Im Alltag kennen die Experimente mit den eigenen Haaren nur selten Grenzen. Aus lockig muss glatt werden, aus blond brünett. Und irgendwie kriegt es die Friseurin/der Friseur unseres Vertrauens hin, den Vorstellungen einigermaßen gerecht zu werden. In der Fiktion, insbesondere im Animationsfilm ist die Umsetzung von menschlichem Haar aber eine der größten Herausforderungen.

Der Zeichentrick- oder Animationsfilm kam mit dem Medium Bewegtbild auf und ist nach wie vor bei den Zuschauern sehr beliebt. Doch wenn es darum geht, zu ergründen, wie die Technik dahinter funktioniert, setzen sich nur die wenigsten damit auseinander. Mit jedem neuen Film, der über die Jahre in die Kinos kam, wurde ein neuer Meilenstein hinsichtlich von Animationstechnik und Realismus gesetzt.

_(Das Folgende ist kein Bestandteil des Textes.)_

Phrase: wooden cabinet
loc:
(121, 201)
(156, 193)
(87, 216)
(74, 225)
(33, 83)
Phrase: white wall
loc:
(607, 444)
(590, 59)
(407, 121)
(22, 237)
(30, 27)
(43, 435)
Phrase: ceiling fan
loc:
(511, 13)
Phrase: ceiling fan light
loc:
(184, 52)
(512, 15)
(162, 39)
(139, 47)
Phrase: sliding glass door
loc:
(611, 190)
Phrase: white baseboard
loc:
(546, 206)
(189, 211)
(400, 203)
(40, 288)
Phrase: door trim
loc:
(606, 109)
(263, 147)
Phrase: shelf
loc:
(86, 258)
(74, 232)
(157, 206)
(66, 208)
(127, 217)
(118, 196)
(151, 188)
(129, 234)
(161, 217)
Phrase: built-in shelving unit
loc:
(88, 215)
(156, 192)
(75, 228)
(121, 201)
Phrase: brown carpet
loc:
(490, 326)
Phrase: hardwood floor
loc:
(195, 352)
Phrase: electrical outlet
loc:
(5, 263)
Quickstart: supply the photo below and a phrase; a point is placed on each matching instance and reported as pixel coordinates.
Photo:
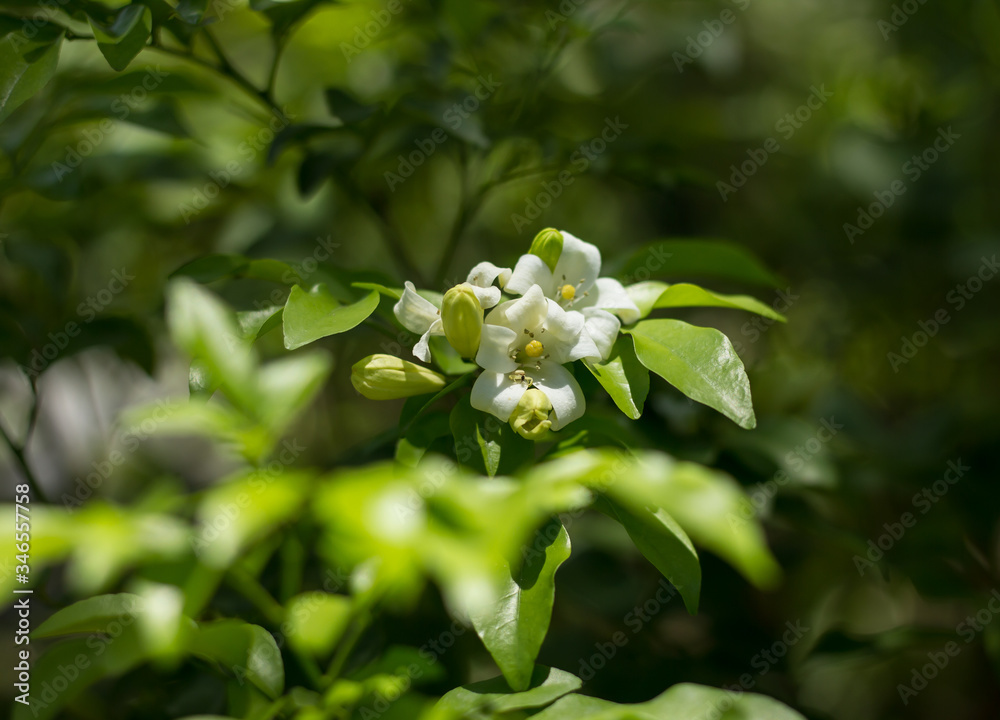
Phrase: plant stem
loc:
(19, 455)
(252, 590)
(347, 646)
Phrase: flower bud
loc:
(462, 319)
(387, 377)
(548, 246)
(530, 418)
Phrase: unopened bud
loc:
(548, 246)
(387, 377)
(462, 318)
(530, 418)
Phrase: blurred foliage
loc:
(278, 145)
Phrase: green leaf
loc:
(514, 630)
(711, 506)
(495, 696)
(91, 615)
(394, 293)
(652, 295)
(206, 329)
(681, 702)
(246, 650)
(312, 315)
(255, 324)
(106, 656)
(316, 621)
(125, 37)
(700, 362)
(447, 358)
(486, 444)
(624, 377)
(347, 108)
(263, 501)
(698, 258)
(26, 65)
(662, 541)
(477, 437)
(287, 385)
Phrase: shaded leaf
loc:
(514, 630)
(241, 649)
(624, 377)
(685, 259)
(125, 37)
(662, 541)
(495, 696)
(26, 65)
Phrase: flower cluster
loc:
(551, 309)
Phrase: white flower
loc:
(524, 344)
(421, 316)
(575, 286)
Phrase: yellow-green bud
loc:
(462, 318)
(530, 418)
(548, 246)
(387, 377)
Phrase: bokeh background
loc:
(827, 102)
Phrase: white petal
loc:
(530, 270)
(602, 327)
(610, 294)
(414, 312)
(579, 261)
(487, 296)
(563, 392)
(423, 349)
(529, 311)
(494, 349)
(496, 394)
(565, 340)
(485, 273)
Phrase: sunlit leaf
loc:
(700, 362)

Diese Entwicklung lässt sich insbesondere am Beispiel der Haare verdeutlichen, die immer lebensechter geworden sind. Ob nun per Zeichentrick oder am Computer generiert, jede Technik bietet andere Voraussetzungen.

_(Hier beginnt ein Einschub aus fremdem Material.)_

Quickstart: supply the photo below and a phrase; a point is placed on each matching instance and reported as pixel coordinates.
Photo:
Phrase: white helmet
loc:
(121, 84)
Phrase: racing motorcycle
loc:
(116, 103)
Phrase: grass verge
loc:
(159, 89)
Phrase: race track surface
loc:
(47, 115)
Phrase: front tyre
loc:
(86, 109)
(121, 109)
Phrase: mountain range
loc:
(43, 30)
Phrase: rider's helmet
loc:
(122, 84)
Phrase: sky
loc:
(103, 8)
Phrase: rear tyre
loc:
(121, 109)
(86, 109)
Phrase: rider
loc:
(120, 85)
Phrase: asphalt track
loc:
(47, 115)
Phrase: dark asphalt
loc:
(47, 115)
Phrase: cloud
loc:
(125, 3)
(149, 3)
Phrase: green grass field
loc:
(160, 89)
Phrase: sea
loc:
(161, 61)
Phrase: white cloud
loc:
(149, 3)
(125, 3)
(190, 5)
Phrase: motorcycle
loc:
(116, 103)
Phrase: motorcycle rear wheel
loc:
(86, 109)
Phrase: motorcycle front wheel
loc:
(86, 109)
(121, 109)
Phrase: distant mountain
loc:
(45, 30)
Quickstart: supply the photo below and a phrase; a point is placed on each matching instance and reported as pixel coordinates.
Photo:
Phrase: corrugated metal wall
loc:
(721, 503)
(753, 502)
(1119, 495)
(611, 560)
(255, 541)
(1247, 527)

Arielle — Ein haariger Kompromiss?

Hätte Arielle lieber gern Locken gehabt?

Hätte Arielle lieber gern Locken gehabt? © Giphy

Als der Computer noch nicht das gängige Hilfsmittel war, um Figuren zu animieren, und noch keine endlose Rechenpower zur Verfügung stand, waren auch die Effekte noch nicht so detailreich wie heute. Man musste sich also anders behelfen. Disneys „Arielle die Meerjungfrau“ (1989) ist hierfür exemplarisch. Arielle sollte in den ursprünglichen Überlegungen der Macher lockiges Haar haben, anstatt der uns bekannten, einheitlichen roten Haarpracht mit ein paar Konturen. Die Technik von damals erlaubte es jedoch nicht, einzelne Strähnen darzustellen. Die Umsetzung gelang mit einem analogen, foto-elektrischen Druckverfahren, auch Xerografie genannt.

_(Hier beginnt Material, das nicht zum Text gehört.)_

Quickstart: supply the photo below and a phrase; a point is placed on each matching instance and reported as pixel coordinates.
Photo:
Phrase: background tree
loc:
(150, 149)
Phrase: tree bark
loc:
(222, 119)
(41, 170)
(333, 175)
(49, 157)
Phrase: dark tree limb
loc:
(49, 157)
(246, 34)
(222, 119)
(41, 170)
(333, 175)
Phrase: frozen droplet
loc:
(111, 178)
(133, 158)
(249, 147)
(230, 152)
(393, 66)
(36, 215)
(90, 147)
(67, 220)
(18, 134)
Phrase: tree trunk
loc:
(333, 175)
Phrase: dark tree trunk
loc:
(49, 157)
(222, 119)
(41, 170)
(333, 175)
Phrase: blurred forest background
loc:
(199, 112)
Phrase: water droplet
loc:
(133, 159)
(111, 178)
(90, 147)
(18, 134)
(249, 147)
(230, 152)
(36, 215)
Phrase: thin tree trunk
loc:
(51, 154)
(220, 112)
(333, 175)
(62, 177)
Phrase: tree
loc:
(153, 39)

Dieses funktionierte allerdings nicht so präzise wie eine Software am Computer und lieferte daher nur Ergebnisse in geringer Auflösung. Es führte unter anderem dazu, dass das Haar von Arielle als einzelne Welle unnatürlich wirkte. Vielen Zuschauern, vor allem den jüngeren, tat dies jedoch im Bezug auf den Filmgenuss keinen Abbruch. Man kann die Frisur aber auch als eine Art Stilisierung verstehen. Denn die wallende Mähne von Arielle war durchaus beindruckend. Geschmeidig, voluminös und so gar nicht kraus, eben ein für viele unerreichbares Ideal.

Computergenerierte Haare — Die Anfänge

So sympathisch die Figuren aus den alten Zeichentrickfilmen auch waren, so schnell folgte irgendwann der Wandel. In den 1990er-Jahren wurde vermehrt auf computergenerierte Effekte umgestellt, und der klassische, handgemachte Zeichentrick verschwand nach und nach von der Bildfläche. Der Animationsfilm steckte allerdings erst in den Kinderschuhen. Die Darstellung sah zwar realistischer aus als das, was man bisher in dem Bereich kannte. Dennoch war sie noch weit von der angestrebten Perfektion entfernt.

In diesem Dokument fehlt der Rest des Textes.